The report and underlying survey were described on Kaggle’s website. Kaggle opened the 35-question survey for 3.5 weeks in October 2020 and collected over 20 thousand responses. The Enterprise Executive Summary Report focuses on the 13% of respondents who identified their job title as “data scientist.” The report identifies several key results about data scientist demographics as well as popular data science and machine learning technologies. As with the three previous annual surveys, Kaggle has also released the anonymized response data. According to Kaggle,
In our fourth year running this survey, we were once again awed by the global, diverse, and dynamic nature of the data science and machine learning industry.
The report contains graphs and analysis of several attributes of the survey respondents, including: respondent profile, education, and experience; employment and work environment; and technologies and platforms. The report notes that the “vast majority” of data scientists are under 35 years of age, two-thirds have a graduate degree, and most have less than 10 years coding experience. Around 55% have less than 3 years of experience with machine learning.

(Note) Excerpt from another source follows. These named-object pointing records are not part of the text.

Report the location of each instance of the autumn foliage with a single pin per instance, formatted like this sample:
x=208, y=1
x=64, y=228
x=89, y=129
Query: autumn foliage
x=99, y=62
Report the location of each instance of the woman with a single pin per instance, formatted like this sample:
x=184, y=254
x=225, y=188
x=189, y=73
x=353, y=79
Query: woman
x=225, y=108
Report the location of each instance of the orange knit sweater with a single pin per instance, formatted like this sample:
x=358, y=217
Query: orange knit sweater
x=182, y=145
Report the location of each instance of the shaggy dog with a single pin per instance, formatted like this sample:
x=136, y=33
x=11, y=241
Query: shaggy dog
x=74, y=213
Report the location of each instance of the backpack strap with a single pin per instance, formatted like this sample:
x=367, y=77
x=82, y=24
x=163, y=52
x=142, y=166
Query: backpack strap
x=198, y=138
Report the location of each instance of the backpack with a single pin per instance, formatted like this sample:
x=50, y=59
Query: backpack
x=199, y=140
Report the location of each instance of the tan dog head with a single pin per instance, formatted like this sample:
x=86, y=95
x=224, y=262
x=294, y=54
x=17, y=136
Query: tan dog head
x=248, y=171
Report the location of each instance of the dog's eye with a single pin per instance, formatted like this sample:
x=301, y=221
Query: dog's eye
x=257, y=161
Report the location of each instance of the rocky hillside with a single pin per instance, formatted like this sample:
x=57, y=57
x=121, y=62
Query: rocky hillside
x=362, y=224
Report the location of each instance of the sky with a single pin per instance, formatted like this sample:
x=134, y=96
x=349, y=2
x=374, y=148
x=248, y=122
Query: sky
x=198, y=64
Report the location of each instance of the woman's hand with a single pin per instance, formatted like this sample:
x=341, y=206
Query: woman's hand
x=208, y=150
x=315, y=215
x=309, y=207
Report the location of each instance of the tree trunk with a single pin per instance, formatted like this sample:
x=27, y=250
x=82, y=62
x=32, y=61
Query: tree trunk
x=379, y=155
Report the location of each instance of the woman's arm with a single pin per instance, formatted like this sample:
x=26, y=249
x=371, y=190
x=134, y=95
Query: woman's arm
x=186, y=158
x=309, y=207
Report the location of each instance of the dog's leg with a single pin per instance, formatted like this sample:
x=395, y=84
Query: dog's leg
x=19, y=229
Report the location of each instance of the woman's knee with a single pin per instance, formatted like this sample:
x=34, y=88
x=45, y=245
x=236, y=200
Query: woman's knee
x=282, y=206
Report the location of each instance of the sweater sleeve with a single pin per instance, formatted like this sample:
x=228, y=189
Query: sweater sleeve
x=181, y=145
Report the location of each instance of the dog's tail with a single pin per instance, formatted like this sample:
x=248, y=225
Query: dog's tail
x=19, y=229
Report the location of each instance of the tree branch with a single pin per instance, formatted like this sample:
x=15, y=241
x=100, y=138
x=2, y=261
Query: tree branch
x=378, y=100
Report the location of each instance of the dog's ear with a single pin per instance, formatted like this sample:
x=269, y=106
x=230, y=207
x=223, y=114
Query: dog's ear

The survey contained several questions about technology choices; these questions allowed multiple answers, with the result that the percentages for a given question can total over 100%. The most popular IDE for data scientists was Jupyter, used by 74% of respondents; second place was Visual Studio, used by 43%, up from 30% last year. Both PyCharm and RStudio were used by about 30% of respondents. In response to questions about frameworks and libraries, over 80% reported using scikit-learn, and around 50% used Google’s deep-learning framework TensorFlow. PyTorch, another popular deep-learning framework developed by Facebook, was used by 31%, up from 26% in 2019.
The most popular machine learning algorithm was linear regression, used by over 80% of data scientists, with decision tree and gradient-boost algorithms a close second- and third- place, respectively. Various neural network architectures were reported separately, with 43% using a convolutional neural network (CNN), 30% a recurrent neural network (RNN), and 15% a Transformer neural network.
Most data scientists reported using a public cloud provider, led by Amazon Web Services (AWS) at nearly 50%. About one-third reported using Google Cloud Platform (GCP), and 29% used Microsoft Azure. Basic compute infrastructure was the most common service used, with Amazon EC2 used by 40%. Function-as-a-service was also a popular choice, with 21% using AWS Lambda, with the GCP and Azure at 12% and 9% respectively. Container services had slightly less adoption, with AWS again being the leader at 14%. Just over 17% were not using any cloud platform, down from 25% a year ago. One twitter user noted that:
[This] is most likely to indicate the entire market of cloud computing applications is not saturated yet.
Kaggle’s survey response raw data is available for download from their site, along with the results from previous years’ surveys.